Use the grammar generatively

a) Generate random strings of the grammar’s language

[3]:
print('Some random strings and their length:')
print()
for _ in range(5):
    string = grammar.generate_string()
    print(len(string))
    print(string)
    print()
Some random strings and their length:

249
Did you know that the latest sunset drifts out of sync with the mayan calendar because of an arbitrary decision by Isaac Newton? Apparently scientists are really worried. While it may seem like trivia, it is taken advantage of by high-speed traders.

235
Did you know that easter happens earlier every year because of time zone legislation in Indiana? Apparently it causes a predictable increase in car accidents. While it may seem like trivia, it has to be corrected for by GPS satellites.

266
Did you know that shark week drifts out of sync with the atomic clock in Colorado because of time zone legislation in Arizona? Apparently it was even more extreme during the bronze age. While it may seem like trivia, it causes huge headaches for software developers.

261
Did you know that shark week happens earlier every year because of an arbitrary decision by Isaac Newton? Apparently there's a proposal to fix it, but it might be unconstitutional. While it may seem like trivia, it causes huge headaches for software developers.

236
Did you know that the fall equinox drifts out of sync with the zodiac because of a decree by the pope in the 1500s? Apparently scientists are really worried. While it may seem like trivia, it is taken advantage of by high-speed traders.

b) Generate all strings of the grammar’s language

  • For a finite language, as it is the case here, it is possible to generate all strings.

  • For an infinite language the construction process needs to be limited with max_steps to only get simple strings that can be generated with a few derivation steps from the start symbol.

[4]:
language = grammar.generate_language()
shortest_string = min(language, key=len)
longest_string = max(language, key=len)
print('The grammar describes a formal language consisting of {} strings.'.format(len(language)))

print()
print('Shortest string with {} characters:'.format(len(shortest_string)))
print(shortest_string)

print()
print('Longest string with {} characters:'.format(len(longest_string)))
print(longest_string)
The grammar describes a formal language consisting of 780000 strings.

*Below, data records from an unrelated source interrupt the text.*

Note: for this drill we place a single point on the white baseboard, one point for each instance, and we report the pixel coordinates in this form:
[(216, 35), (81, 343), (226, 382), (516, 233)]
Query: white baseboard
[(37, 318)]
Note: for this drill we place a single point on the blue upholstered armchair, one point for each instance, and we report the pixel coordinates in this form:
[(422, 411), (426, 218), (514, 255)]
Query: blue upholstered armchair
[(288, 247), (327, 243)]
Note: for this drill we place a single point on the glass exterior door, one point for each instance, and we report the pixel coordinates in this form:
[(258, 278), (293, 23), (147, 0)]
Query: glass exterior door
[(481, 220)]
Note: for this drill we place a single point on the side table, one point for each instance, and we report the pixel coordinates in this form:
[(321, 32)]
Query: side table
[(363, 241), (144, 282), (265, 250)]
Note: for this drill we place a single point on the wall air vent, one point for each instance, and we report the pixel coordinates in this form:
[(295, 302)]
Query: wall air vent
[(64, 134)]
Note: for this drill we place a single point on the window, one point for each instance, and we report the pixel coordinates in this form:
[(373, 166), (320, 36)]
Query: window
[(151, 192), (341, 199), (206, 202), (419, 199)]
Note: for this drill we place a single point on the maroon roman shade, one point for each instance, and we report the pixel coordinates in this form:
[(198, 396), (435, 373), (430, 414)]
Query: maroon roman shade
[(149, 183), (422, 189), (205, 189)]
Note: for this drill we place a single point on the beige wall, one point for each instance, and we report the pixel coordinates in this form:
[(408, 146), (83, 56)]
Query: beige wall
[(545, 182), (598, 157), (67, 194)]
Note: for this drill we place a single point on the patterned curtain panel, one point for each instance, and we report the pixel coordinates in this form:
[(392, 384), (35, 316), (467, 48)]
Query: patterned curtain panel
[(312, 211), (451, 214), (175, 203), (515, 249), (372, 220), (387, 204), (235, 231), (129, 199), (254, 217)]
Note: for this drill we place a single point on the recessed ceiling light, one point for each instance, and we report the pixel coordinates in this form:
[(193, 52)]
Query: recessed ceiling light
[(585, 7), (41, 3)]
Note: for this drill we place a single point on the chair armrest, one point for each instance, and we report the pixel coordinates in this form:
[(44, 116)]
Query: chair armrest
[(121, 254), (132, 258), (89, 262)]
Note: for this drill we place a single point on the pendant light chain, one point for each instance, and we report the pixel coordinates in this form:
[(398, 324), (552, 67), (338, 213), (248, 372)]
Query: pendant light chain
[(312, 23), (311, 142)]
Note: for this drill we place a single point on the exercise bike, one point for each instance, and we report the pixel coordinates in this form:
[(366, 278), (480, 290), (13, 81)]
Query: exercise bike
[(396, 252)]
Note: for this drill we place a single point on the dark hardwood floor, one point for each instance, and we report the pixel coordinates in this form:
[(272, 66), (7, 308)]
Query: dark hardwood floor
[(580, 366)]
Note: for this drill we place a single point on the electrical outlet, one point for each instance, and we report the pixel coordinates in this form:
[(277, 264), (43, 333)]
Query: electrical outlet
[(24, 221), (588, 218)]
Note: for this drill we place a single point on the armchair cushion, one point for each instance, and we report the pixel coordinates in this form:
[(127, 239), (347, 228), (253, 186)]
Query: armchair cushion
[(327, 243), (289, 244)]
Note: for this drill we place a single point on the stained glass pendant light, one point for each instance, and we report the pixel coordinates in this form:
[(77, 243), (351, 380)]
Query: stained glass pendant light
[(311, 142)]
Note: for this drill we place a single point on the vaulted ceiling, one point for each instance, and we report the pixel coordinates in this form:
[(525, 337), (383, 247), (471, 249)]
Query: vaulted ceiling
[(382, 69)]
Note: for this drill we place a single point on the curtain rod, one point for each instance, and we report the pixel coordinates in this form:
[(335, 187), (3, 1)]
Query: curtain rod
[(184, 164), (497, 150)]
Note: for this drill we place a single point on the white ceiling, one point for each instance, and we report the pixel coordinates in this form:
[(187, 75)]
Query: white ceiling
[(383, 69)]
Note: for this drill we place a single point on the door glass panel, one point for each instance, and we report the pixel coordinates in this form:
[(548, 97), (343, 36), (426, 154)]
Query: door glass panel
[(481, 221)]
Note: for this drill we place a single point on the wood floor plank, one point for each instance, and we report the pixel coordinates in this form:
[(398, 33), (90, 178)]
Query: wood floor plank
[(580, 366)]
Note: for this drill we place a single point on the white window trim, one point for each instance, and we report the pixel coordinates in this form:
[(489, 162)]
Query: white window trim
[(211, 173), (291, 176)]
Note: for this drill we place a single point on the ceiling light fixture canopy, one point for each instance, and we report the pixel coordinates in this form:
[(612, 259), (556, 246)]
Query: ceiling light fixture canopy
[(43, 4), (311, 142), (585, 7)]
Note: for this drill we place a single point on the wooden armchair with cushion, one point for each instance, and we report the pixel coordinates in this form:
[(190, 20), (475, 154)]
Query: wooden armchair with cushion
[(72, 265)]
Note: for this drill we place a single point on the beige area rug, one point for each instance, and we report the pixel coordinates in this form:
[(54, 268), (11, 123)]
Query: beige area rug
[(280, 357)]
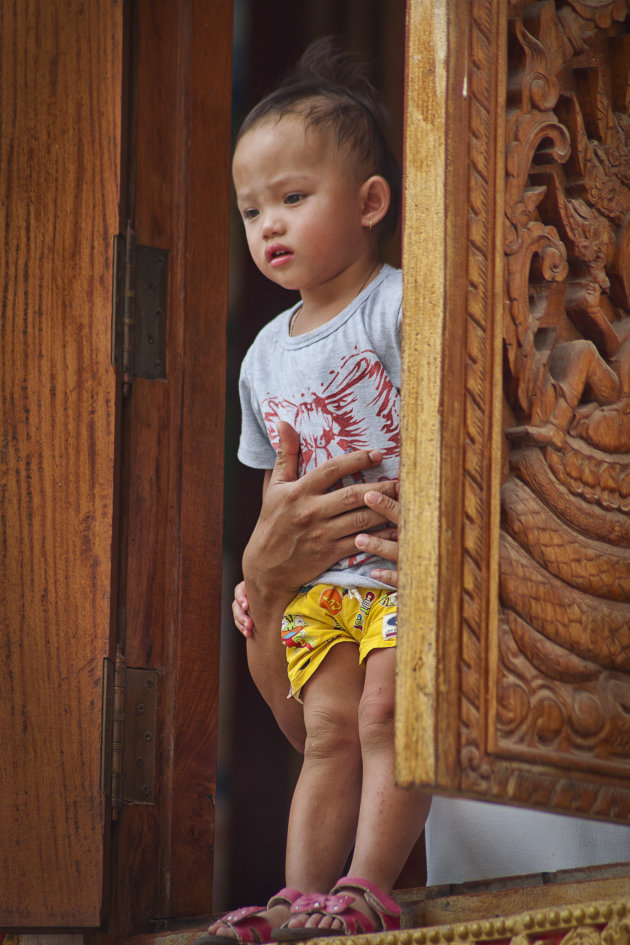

Shortest string with 195 characters:
Did you know that easter happens later every year because of nutation of the sun? Apparently scientists are really worried. While it may seem like trivia, it tiggered the 2003 Northeast Blackout.

Longest string with 310 characters:
Did you know that daylight savings time drifts out of sync with the atomic clock in Colorado because of eccentricity of the international date line? Apparently there's a proposal to fix it, but it actually makes things worse. While it may seem like trivia, it is now recognized as a major cause of World War I.

c) Search for certain strings with an evolutionary algorithm

Grammar-guided genetic programming allows to search for optimal strings within a finite or infinite language. An objective function defines what is optimal. It takes a string as input (a member of the language) and returns a number as output (the objective value or fitness value of that string).

[5]:
def objective_function(string):
    return len(string)
[6]:
ea = al.EvolutionaryAlgorithm(grammar, objective_function, 'min', max_generations=50)
best_individual = ea.run()

string = best_individual.phenotype
print('A short string with {} characters:'.format(len(string)))
print(string)
A short string with 195 characters:
Did you know that easter happens later every year because of nutation of the sun? Apparently scientists are really worried. While it may seem like trivia, it tiggered the 2003 Northeast Blackout.
[7]:
ea = al.EvolutionaryAlgorithm(grammar, objective_function, 'max', max_generations=50)
best_individual = ea.run()

string = best_individual.phenotype
print('A long string with {} characters:'.format(len(string)))
print(string)
A long string with 310 characters:
Did you know that daylight savings time drifts out of sync with the atomic clock in Colorado because of eccentricity of the international date line? Apparently there's a proposal to fix it, but it actually makes things worse. While it may seem like trivia, it is now recognized as a major cause of World War I.